Politik im Taschenformat
Mit mehr als 300 Millionen aktiven Nutzern in den ersten drei Quartalen des Jahres 2016 ermöglicht Twitter den Menschen, mit Scharen von Freunden und Followern in 140 Zeichen oder weniger zu kommunizieren. Während Amerikaner dazu neigen, Diskussionen über Politik offline zu vermeiden, machen soziale Medienumgebungen wie Twitter es fast unmöglich, sich von politischen Interaktionen im Internet fernzuhalten. Obwohl die Forschung zeigt, dass nur wenige Clinton- oder Trump-Fans enge Freunde im gegnerischen Lager haben, weiten die sozialen Medien diese Kontakte erheblich aus.
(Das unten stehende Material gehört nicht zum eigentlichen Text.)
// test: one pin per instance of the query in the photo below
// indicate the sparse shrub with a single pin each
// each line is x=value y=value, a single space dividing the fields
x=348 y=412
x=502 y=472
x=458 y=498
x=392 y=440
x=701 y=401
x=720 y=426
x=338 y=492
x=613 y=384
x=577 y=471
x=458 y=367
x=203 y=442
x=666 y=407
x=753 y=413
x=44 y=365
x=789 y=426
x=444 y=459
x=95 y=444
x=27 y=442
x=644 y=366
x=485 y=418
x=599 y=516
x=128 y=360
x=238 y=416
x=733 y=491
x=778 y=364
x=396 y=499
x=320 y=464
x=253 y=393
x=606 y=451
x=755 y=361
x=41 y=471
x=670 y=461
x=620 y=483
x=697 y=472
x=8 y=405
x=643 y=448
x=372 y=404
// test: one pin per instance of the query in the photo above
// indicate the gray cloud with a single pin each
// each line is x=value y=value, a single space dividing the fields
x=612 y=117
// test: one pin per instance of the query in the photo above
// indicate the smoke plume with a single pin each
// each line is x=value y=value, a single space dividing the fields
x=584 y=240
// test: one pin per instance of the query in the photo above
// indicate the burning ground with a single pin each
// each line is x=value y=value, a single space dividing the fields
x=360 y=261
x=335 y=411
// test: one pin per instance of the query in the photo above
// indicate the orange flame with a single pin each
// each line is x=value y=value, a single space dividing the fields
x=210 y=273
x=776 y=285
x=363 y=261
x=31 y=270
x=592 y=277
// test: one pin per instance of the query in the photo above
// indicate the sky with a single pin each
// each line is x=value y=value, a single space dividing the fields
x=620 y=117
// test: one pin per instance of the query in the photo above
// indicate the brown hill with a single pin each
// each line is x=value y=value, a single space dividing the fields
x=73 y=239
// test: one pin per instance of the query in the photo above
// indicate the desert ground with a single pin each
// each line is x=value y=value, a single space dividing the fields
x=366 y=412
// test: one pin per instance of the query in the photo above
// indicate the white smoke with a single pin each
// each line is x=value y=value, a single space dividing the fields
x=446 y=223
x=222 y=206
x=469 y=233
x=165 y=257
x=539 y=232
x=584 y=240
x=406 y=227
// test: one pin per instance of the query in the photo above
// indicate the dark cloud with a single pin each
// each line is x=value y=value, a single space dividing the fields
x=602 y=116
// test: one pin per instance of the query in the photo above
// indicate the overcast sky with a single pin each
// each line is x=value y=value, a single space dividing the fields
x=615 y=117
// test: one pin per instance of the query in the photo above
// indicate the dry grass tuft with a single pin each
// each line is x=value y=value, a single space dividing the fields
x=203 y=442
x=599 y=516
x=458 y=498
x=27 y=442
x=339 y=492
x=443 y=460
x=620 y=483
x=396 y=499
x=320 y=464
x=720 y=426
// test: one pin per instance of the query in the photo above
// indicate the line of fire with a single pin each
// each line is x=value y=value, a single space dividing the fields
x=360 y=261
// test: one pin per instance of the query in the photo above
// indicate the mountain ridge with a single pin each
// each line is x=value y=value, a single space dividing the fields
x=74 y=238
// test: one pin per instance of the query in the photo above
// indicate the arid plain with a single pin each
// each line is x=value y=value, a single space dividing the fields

Vor allem auf Twitter neigen die Nutzer statistisch gesehen eher dazu, Menschen zu folgen, die sie nicht persönlich kennen, als das auf Facebook der Fall ist, wo sich die Nutzer oft mit denen anfreunden, die sie persönlich kennen.
Dies ist besonders entscheidend, wenn man bedenkt, welche Auswirkungen soziale Medien auf politische Meinungen haben. Langanhaltende Konfrontationen mit politischen Diskursen können die Anteilnahme an der Politik verstärken, und die Kommunikation mit anderen elektrisiert politische Aktivitäten bezüglich gemeinsamer Anliegen. Einer von fünf Menschen berichtet, dass sich seine Ansichten über eine politische oder soziale Frage ändern, weil er etwas in den sozialen Medien gelesen hat, und fast die gleiche Anzahl an Menschen sagt, dass sie ihre Ansichten zu einem bestimmten Kandidaten auf Basis dessen, was sie dort gelesen haben, änderten.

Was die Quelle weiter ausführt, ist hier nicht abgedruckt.